Rajasthani Laal Maas



Laal maas is a meat curry from Rajasthan,India. It is usually a mutton curry prepared in a sauce of yoghurt and hot spices such as Kashmiri red chillies and other spices although I made it with chicken. This dish typically is very hot and rich in garlic, the gravy may be thick or liquid and is eaten with chapatis or steamed rice or parathas.It is made in many ways but the authentic one is made with the use of dry red chillies.

Ingredients:
10 Kashmiri dry red chillies , soaked in water for atleast 20 minutes
500 grams chicken, cut into pieces
1/2 cup Curd (Dahi / Yogurt)
1 teaspoon Cumin seeds (Jeera)
2 teaspoons Cumin powder (Jeera)
2 teaspoons Coriander Powder (Dhania)
1/2 teaspoon Turmeric powder (Haldi)
2 tablespoons Ginger Garlic Paste
Ghee , as required
3 Cardamom Pods/Seeds
1 inch Cinnamon Stick
3 Cloves 
1 Bay leaf 
3 Onions , finely chopped
1/2 teaspoon Garam masala powder
Salt , to taste



Method:
To begin making the recipe, add water in a heavy bottomed pan.
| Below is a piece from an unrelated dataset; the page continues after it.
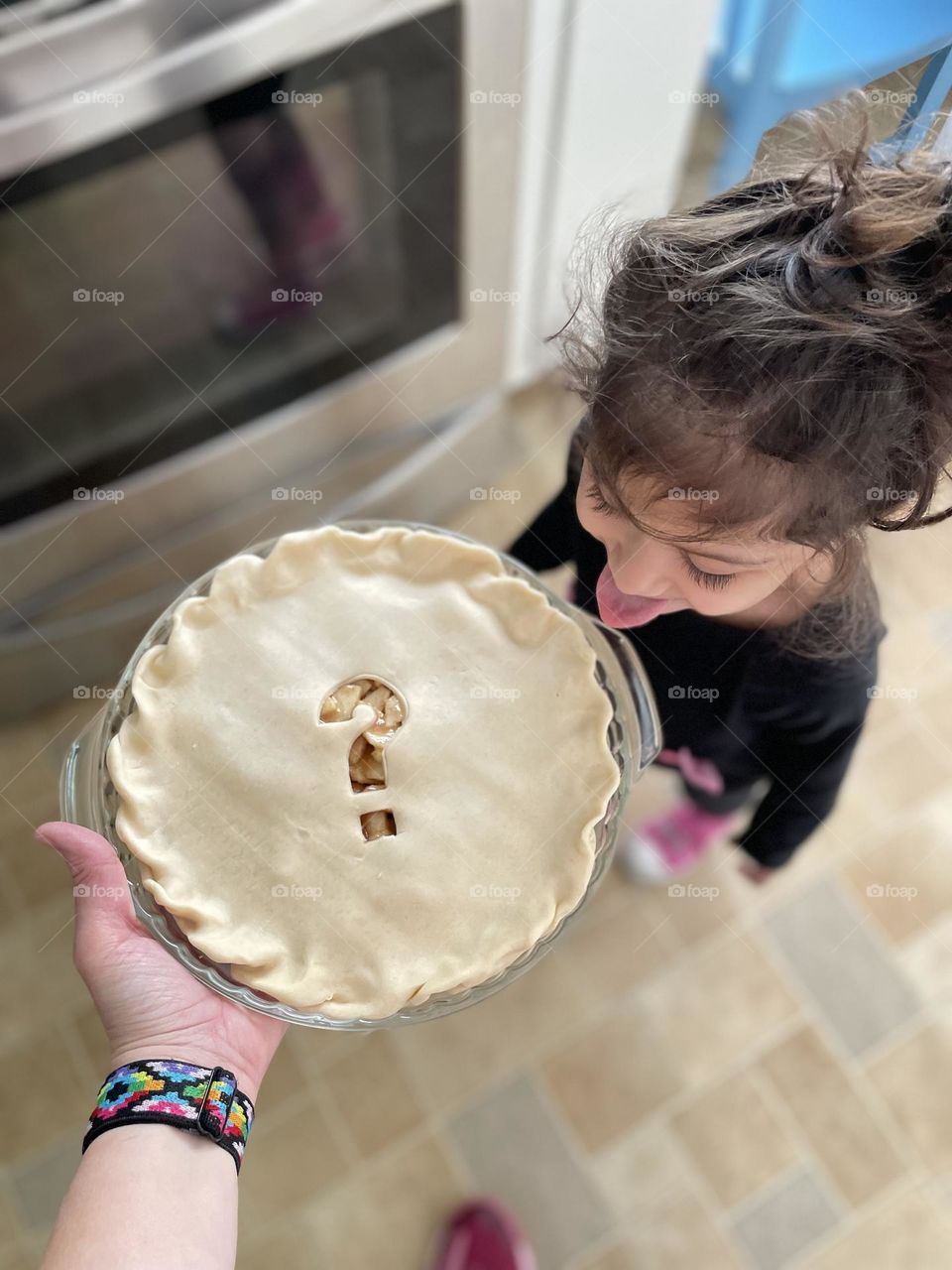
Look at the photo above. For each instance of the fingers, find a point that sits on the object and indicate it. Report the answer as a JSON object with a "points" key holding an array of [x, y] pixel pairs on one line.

Add the soaked kashmiri red chillies and all the dry spices including cumin seeds, green cardamom pods, cinnamon stick, cloves, bay leaf into the water.
Let it boil and switch off the flame once the dry red chillies becomes soft.
Let it cool a bit, retain the water and then grind the spices into a fine paste in a mixer grinder.
In a large mixing bowl, add chicken, yogurt, cumin powder, coriander powder, turmeric powder, one tablespoon ginger garlic paste and the dry red chilli paste which we prepared in the beginning.
Mix everything well and set aside to marinate in the refrigerator for half an hour.
Heat ghee in a heavy bottomed pan. Add onions and sauté till they turn light brown in colour.
Add the remaining ginger garlic paste and sauté for a minute.
Add the marinated chicken to the onions and sauté on high heat for two to three minutes.
Add the required salt and water (which we retained from boiling the dry red chillies) into the pan.
Cover the pan with a lid and let it cook till the chicken pieces get tender. You can add more water if you want watery consistency.
Now, add garam masala when you will get the desired consistency and give a quick stir before removing from heat.
Serve Rajasthani Laal Maas with hot chapatis or steamed rice or parathas. It is usually made during special occasions and festivals in Rajasthan.